Nova Scotians’ power bills will likely go up as the government’s conservation department becomes an arms-length corporation.
Energy Minister Bill Estabrooks yesterday unveiled the board of directors of Efficiency Nova Scotia, which will take over from Conserve Nova Scotia.
“On the one hand it’s independent of government, on the other hand it’s independent of Nova Scotia Power,” said board chair William Lahey, a Dalhousie University professor and former deputy environment and labour minister.
The move erases about $27 million from the province’s books, but that will now come from electricity ratepayers.
ENS will be funded by power surcharges. It also takes over Nova Scotia Power’s existing efficiency program of $22 million.
The goal of ENS is to slow down the consumption of a province racing towards its power capacity.

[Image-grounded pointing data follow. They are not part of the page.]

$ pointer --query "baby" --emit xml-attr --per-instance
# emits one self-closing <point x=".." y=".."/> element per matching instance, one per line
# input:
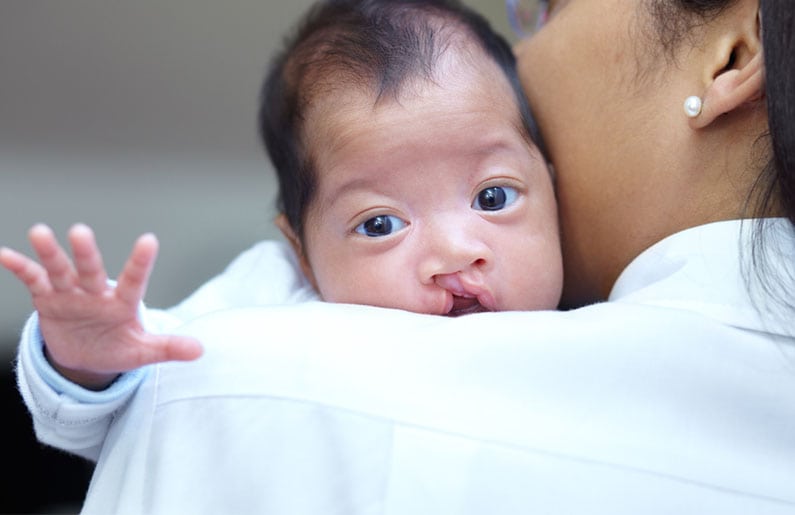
<point x="408" y="179"/>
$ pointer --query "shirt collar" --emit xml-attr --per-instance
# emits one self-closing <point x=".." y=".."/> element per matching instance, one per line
<point x="708" y="270"/>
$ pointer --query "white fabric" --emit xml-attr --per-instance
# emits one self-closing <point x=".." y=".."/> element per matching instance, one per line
<point x="675" y="397"/>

“In the long term it’s going to be cheaper than some of the other options, such as building another billion-dollar coal fired power plant, which is otherwise what we might have to do,” Lahey said.

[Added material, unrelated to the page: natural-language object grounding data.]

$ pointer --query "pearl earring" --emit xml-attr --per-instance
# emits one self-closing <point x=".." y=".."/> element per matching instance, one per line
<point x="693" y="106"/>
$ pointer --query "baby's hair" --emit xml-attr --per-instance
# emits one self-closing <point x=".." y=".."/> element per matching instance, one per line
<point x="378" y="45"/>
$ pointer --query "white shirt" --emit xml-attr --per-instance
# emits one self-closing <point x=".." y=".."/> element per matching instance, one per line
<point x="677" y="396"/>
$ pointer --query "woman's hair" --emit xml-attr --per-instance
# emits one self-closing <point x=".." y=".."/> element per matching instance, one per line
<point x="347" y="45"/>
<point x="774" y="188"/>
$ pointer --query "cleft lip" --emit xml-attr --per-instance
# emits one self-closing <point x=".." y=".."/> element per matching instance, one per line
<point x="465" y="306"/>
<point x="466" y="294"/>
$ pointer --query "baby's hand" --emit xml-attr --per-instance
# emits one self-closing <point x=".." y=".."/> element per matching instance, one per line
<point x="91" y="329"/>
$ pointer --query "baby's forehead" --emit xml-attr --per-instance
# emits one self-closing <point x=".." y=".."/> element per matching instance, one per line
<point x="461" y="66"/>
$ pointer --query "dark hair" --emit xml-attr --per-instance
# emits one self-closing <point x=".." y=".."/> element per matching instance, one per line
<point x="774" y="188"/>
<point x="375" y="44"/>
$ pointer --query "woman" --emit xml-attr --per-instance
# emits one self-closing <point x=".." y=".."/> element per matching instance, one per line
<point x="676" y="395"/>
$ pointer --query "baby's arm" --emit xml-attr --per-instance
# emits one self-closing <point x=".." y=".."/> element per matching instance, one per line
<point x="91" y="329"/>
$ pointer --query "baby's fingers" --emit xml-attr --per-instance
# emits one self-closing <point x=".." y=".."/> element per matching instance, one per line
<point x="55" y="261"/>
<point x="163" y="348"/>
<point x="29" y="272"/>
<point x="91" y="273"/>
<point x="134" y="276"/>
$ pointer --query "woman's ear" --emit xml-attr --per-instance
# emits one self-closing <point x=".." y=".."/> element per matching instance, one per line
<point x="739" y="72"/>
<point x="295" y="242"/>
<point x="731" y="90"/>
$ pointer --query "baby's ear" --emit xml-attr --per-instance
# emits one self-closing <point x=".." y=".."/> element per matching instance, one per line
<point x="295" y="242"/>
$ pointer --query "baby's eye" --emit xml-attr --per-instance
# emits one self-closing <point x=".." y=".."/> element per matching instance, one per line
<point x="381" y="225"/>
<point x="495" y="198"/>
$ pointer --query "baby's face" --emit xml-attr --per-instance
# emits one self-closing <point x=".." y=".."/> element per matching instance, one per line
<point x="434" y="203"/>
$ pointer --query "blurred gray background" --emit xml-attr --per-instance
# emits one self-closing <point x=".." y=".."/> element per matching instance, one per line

“It may be more expensive on a month-to-month or year-to-year basis, but in the long-term it’s actually a good financial strategy for Nova Scotia.”

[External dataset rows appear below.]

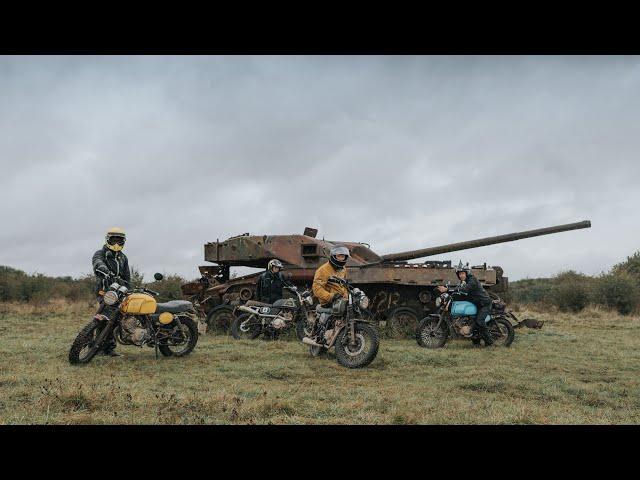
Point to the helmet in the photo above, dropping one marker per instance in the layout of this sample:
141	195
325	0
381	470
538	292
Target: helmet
274	263
115	238
462	268
338	250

The target switch over date is March 31. The other four board members include Carol MacCulloch, president of the Construction Association of Nova Scotia; engineer Hector Jacques; Michele Wood-Tweel, CEO of the Institute of Chartered Accountants of Nova Scotia; and Deputy Environment Minister Nancy Vanstone.
The board chair will make $1,500 per month and $500 each day the board meets. Board members make $1,050 per month and $350 each meeting day, which includes yesterday’s press conference.
The pay is comparable to similar groups like the Workers’ Compensation Board.
The Utility and Review Board will oversee ENS and have to approve any power rate increases. The change was recommended in a 2008 report by Dal Professor David Wheeler.